For a long time, I’ve argued that eventually HTTP would be the protocol behind everything. We’ve already seen HTTP start being the main interface to e-mail (web mail), and HTTP become a key Remote Procedure Call technology (using SOAP and web services). It even seems to be the underlying protocol for Subversion.
So it should be no surprise, then, that I’m a big fan of the WebDAV specification. WebDAV was originally intended to be the HTTP-based protocol for tools like Subversion and CVS. It uses HTTP requests to create, inspect, update and version objects on a web server.
I’ve written any number of utilities that work on top of WebDAV, and I once contributed to the Apache Slide project. But I’ve been a bit saddened by WebDAV’s lack of adoption. Really, no big developments have happened with WebDAV since Microsoft office launched their support.

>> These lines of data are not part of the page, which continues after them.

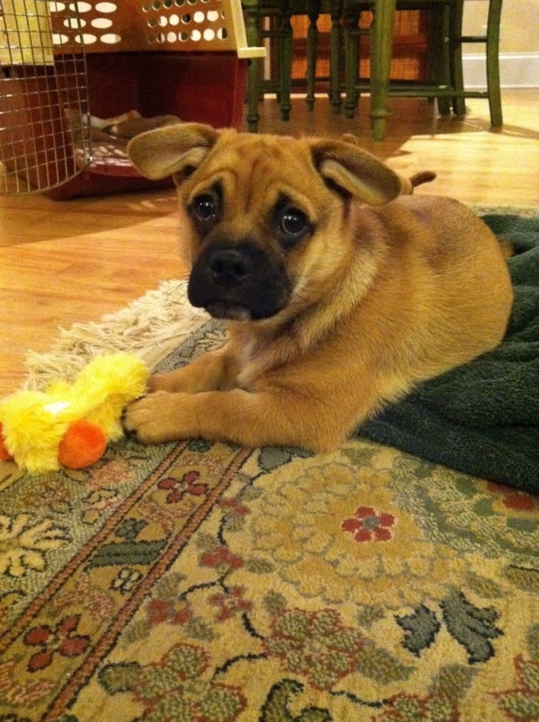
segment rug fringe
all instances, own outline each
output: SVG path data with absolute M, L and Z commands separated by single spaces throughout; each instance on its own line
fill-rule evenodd
M 50 352 L 28 352 L 25 388 L 43 388 L 54 378 L 70 380 L 94 357 L 120 351 L 133 354 L 153 370 L 209 318 L 189 303 L 186 281 L 164 281 L 98 322 L 61 329 Z

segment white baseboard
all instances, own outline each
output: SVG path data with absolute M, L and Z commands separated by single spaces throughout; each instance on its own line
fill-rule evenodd
M 486 87 L 484 55 L 465 55 L 463 66 L 465 87 Z M 539 87 L 539 53 L 500 55 L 500 84 L 502 88 Z

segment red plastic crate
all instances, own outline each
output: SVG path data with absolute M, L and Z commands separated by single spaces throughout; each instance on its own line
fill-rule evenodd
M 238 126 L 246 90 L 244 58 L 251 53 L 241 17 L 237 32 L 239 3 L 233 11 L 233 1 L 43 4 L 48 10 L 46 18 L 36 19 L 39 34 L 27 38 L 17 31 L 21 47 L 9 49 L 14 61 L 7 66 L 2 60 L 4 166 L 58 199 L 164 185 L 141 176 L 120 152 L 108 155 L 106 143 L 92 142 L 93 160 L 84 168 L 89 135 L 84 118 L 89 113 L 108 118 L 136 110 L 144 117 L 174 115 Z M 11 17 L 6 0 L 1 6 L 8 35 L 18 19 L 17 3 L 10 2 Z M 32 43 L 45 34 L 44 23 L 51 43 L 36 51 Z M 74 116 L 79 118 L 74 128 Z

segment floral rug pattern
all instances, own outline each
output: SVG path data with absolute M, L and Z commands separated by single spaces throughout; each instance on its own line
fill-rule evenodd
M 0 722 L 539 720 L 538 549 L 539 497 L 362 440 L 2 463 Z

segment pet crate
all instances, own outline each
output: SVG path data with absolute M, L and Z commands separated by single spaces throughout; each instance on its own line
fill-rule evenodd
M 0 0 L 0 192 L 163 185 L 130 162 L 118 121 L 237 126 L 247 58 L 263 53 L 240 0 Z

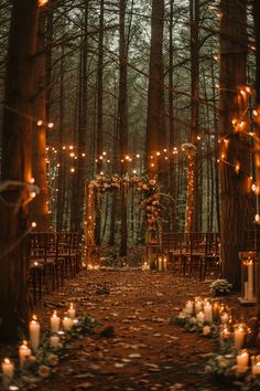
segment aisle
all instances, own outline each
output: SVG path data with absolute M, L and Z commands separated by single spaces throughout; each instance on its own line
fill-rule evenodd
M 170 272 L 82 272 L 37 313 L 46 324 L 53 308 L 74 302 L 100 326 L 72 344 L 69 358 L 37 390 L 219 390 L 197 366 L 216 342 L 171 325 L 195 295 L 208 296 L 208 283 Z

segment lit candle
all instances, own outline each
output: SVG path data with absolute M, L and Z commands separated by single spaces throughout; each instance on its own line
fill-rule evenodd
M 199 313 L 203 308 L 203 302 L 202 300 L 197 300 L 195 302 L 195 310 L 196 313 Z
M 73 326 L 73 320 L 71 318 L 68 318 L 67 316 L 64 316 L 63 318 L 63 328 L 64 330 L 69 330 Z
M 71 303 L 71 306 L 67 310 L 67 315 L 69 316 L 71 319 L 75 319 L 76 316 L 76 309 L 74 308 L 73 303 Z
M 164 271 L 167 270 L 167 258 L 166 258 L 166 256 L 164 256 L 164 258 L 163 258 L 163 270 Z
M 53 316 L 51 316 L 51 331 L 57 332 L 59 329 L 61 318 L 57 316 L 57 311 L 54 309 Z
M 28 342 L 24 340 L 19 347 L 19 361 L 20 368 L 24 369 L 28 358 L 31 356 L 31 349 L 28 347 Z
M 40 345 L 40 323 L 37 321 L 37 317 L 33 315 L 33 319 L 29 325 L 29 334 L 32 349 L 35 351 Z
M 50 346 L 52 348 L 58 348 L 59 347 L 59 337 L 58 336 L 51 336 L 50 337 Z
M 193 313 L 193 302 L 188 300 L 186 302 L 186 305 L 185 305 L 185 313 L 187 315 L 191 315 Z
M 204 324 L 204 321 L 205 321 L 205 314 L 202 310 L 197 314 L 197 320 L 201 324 Z
M 220 341 L 224 342 L 230 338 L 230 331 L 227 327 L 224 327 L 220 331 Z
M 253 262 L 249 261 L 248 262 L 248 295 L 247 295 L 248 300 L 253 299 Z
M 13 363 L 8 358 L 6 358 L 2 362 L 2 382 L 4 388 L 7 388 L 12 381 L 13 372 Z
M 224 313 L 224 314 L 221 315 L 221 324 L 223 324 L 223 325 L 226 325 L 226 324 L 228 323 L 228 320 L 229 320 L 229 315 L 228 315 L 228 313 Z
M 234 338 L 235 338 L 235 348 L 237 350 L 241 349 L 243 346 L 243 341 L 245 341 L 245 330 L 241 325 L 238 326 L 238 328 L 236 328 L 236 330 L 234 332 Z
M 205 321 L 213 321 L 213 306 L 210 303 L 206 303 L 204 306 Z
M 237 366 L 238 368 L 245 369 L 248 367 L 249 353 L 247 350 L 242 350 L 237 355 Z
M 163 268 L 163 261 L 162 261 L 162 257 L 159 256 L 159 258 L 158 258 L 158 270 L 161 272 L 162 268 Z

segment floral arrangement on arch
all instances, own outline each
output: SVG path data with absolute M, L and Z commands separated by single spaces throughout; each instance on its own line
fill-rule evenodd
M 148 176 L 132 176 L 128 173 L 123 176 L 112 175 L 97 176 L 96 179 L 89 182 L 89 188 L 95 190 L 99 196 L 102 196 L 106 191 L 136 187 L 140 196 L 141 205 L 144 209 L 144 221 L 148 231 L 155 235 L 159 232 L 160 225 L 160 187 L 155 178 L 149 178 Z

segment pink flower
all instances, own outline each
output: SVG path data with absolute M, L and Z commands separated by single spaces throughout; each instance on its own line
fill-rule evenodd
M 40 366 L 39 369 L 37 369 L 37 374 L 41 377 L 41 378 L 47 378 L 50 376 L 50 367 L 47 366 Z

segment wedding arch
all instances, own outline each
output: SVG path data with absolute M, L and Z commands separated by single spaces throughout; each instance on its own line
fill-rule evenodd
M 87 261 L 91 252 L 96 249 L 95 243 L 95 210 L 101 208 L 105 192 L 130 188 L 136 188 L 140 197 L 140 207 L 143 210 L 143 222 L 145 224 L 145 241 L 159 241 L 161 230 L 160 212 L 160 186 L 156 178 L 148 176 L 112 175 L 97 176 L 93 180 L 86 181 L 86 251 Z M 98 204 L 96 204 L 98 203 Z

Except, I’ve just run across CalDAV: a WebDAV-based approach to calendaring. It’s competing with iCal and a handful of other calendar standards.
I suspect WebDAV will have the same problem with calendaring as it had with source code repositories: people are pretty-much tied in to a main calendaring technology and do feel the need to have a new protocol. But people are starting to feel more and more need to schedule meetings across multiple organizations.
It’s a long shot, but I’m hungry for something to break WebDAV out of the slump it’s been in.